Ya estoy trabajando en un nuevo video, que es el del Abuelo y el Trilero, con unas mejoras de los dobles, y las cuentas, gracias por corregirme  :Smile1:

----------


## DaarkBro

> Ya estoy trabajando en un nuevo video, que es el del Abuelo y el Trilero


Ale, deberías seguir trabajando en esta _Historia de Amor con Cartas_. Fíjate, Coloclom te ha dado unos cuaaaaaaaaaantos consejos para que mejores *éste* juego; por ende, deberías agarrar lo que te dice... ¡y ponerlo en marcha!
Si subes un juego; te dan consejos; los aceptas pero no los trabajas; ya después, cuando subas otros, los usuario dirán: "Vaya, a este fue el que le di consejos del otro juego pero no los trabajó, ¿para qué me jodo?, adiós." 
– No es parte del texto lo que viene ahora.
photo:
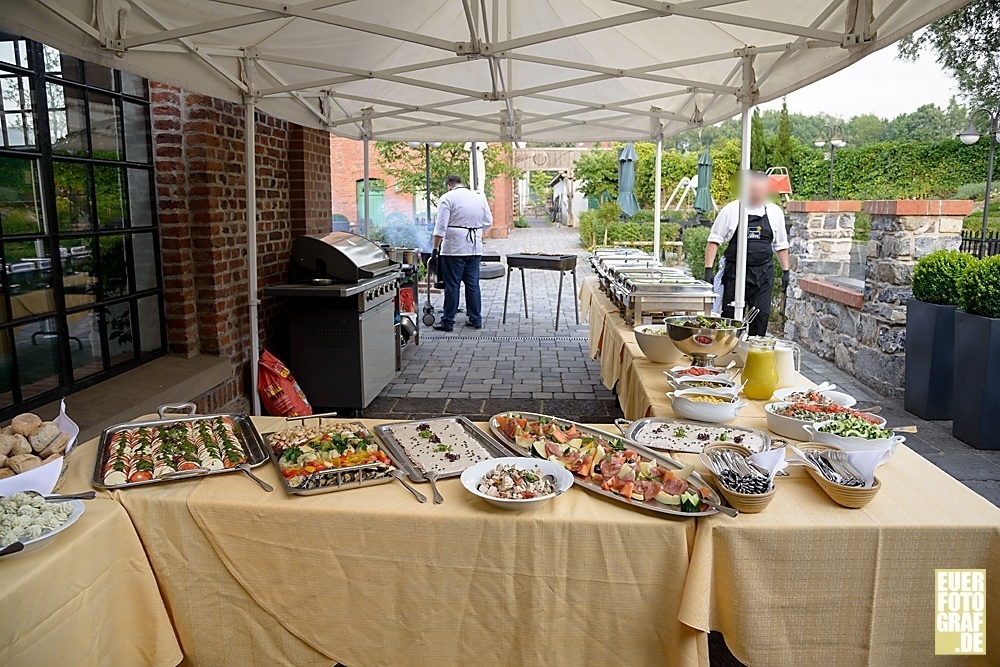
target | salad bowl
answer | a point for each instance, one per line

Yo varias veces cometí ese error. He subido varios videos; me han dado consejos pero no me he vuelto a grabar para que vean mis mejorías. Sí los he trabajado (los consejos) pero no me he grabado. Pero bueno... nunca es tarde para aprender ¿verdad?.  :Smile1: 

Saludos.

----------


## Tereso

¡Hola, Alejandro!

Un consejo, trata de darle un mejor ritmo a la charla. Busca entonar mejor las frases, y darle más fluidez, la historia suena como si la estuvieras leyendo. Debe sonar como algo que sacas de la mente, ya que se supone que es una experiencia personal, como si contaras algo realmente te pasó.

Es lo que te puedo decir, no vi el video, sólo lo escuché (tres veces), espero que te pueda ayudar en algo mi comentario.

¡Saludos!

----------


## renard

Yo sigo opinando lo mismo,me gustaria verte hacer otro juego,para hacer este juego y que resulte atractivo hay que llamarse Rene o Tamariz puede que Chelman pero para nosotros pobres mortales no creo que le saquemos el jugo suficiente para hacerlo atractivo.Ahora hace lo que quieras con el tiempo me daras la razon,ojala me la quites si es asi estare encantado de reconocerlo.

----------